We can use a residual versus fitted plot to evaluate the homoscedasticity assumption. The spread of the residuals should be roughly constant across all fitted values. A "fan" shape pattern (increasing or decreasing spread) suggests heteroscedasticity (non-constant variance of errors). An example is shown below: the left panel displays the data as a scatter plot with a fitted line, while the right panel shows the residual plot for the model. The pattern in the residual plot indicates heteroscedasticity in the data. This demonstrates that a high \(R^2\) value does not necessarily validate the model.

homoscedasticity

Assessing Normality

We can use a Quantile-Quantile (QQ) plot to evaluate normality assumptions. A QQ plot compares the quantiles of the data against the theoretical quantiles of an expected probability distribution. For example, to assess normality, we would plot the quantiles of the residuals against the quantiles from a normal distribution with constant variance. If the points fall along a 45-degree line, it indicates that the normality assumption holds for the model.

Multicollinearity

Multicollinearity occurs when two or more predictor variables in a regression model are highly correlated, meaning they have a strong linear relationship with each other. This correlation can make it difficult to isolate the individual effect of each predictor on the response. Perfect multicollinearity occurs when one predictor is perfectly correlated with one or more other predictors. It is said to be imperfect multicollinearity if the correlation is very high but not perfect.
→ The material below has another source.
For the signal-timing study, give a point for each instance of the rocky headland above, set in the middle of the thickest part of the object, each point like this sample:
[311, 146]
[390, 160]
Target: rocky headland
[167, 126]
Multicollinearity may not significantly affect the quantitative predictive performance of the model; but it severely affects the qualitative interpretation of the model. Consider that a certain response \(y\) relates to a predictor \(x_1\) as \(2x_1\). Let \(x_2\) be another predictor that is perfectly correlated with \(x_1\). If we fit a multiple linear regression model, any of the following models (and many more) are plausible answers with different physical interpretations.

\[ \begin{aligned} y &= x_1 + x_2 \\ y &= 0.8x_1 + 0.2x_1 \\ y &= 2x_2 \\ ... \end{aligned} \]

Perfect multicollinearity is equally a trouble for coefficient estimation. If two predictors are perfectly correlated, the closed form for the regression (refer to Unit 17) does not have a solution due to singularity of the matrix. Therefore, we have to assess for the presence of multicollinearity before we train the model. Multicollinearity can be detected in one of the following ways:

Correlation matrix. We can compute correlation matrix among all predictors in the dataset. Very high value of correlation coefficient (\(> 0.9\)) is a clear indicator of the multicollinearity.
Variance Inflation Factor (VIF). WIF measures how much the variance of a regression coefficients is inflated due to multicollinearity. VIF for \(i^{th}\) predictor is computed by regressing \(i^{th}\) predictor on the rest of them. A value larger than \(10\) is a clear indication of the multicollinearity.

As mentioned earlier, multicollinearity does not necessarily cause problems with the predictive power of the model; it indeed leads to unstable coefficients and hence their misinterpretation. Multicollinearity in the dataset can be removed by dropping one of the correlated feature. One may use dimensionality reduction techniques such as PCA to get rid off such features.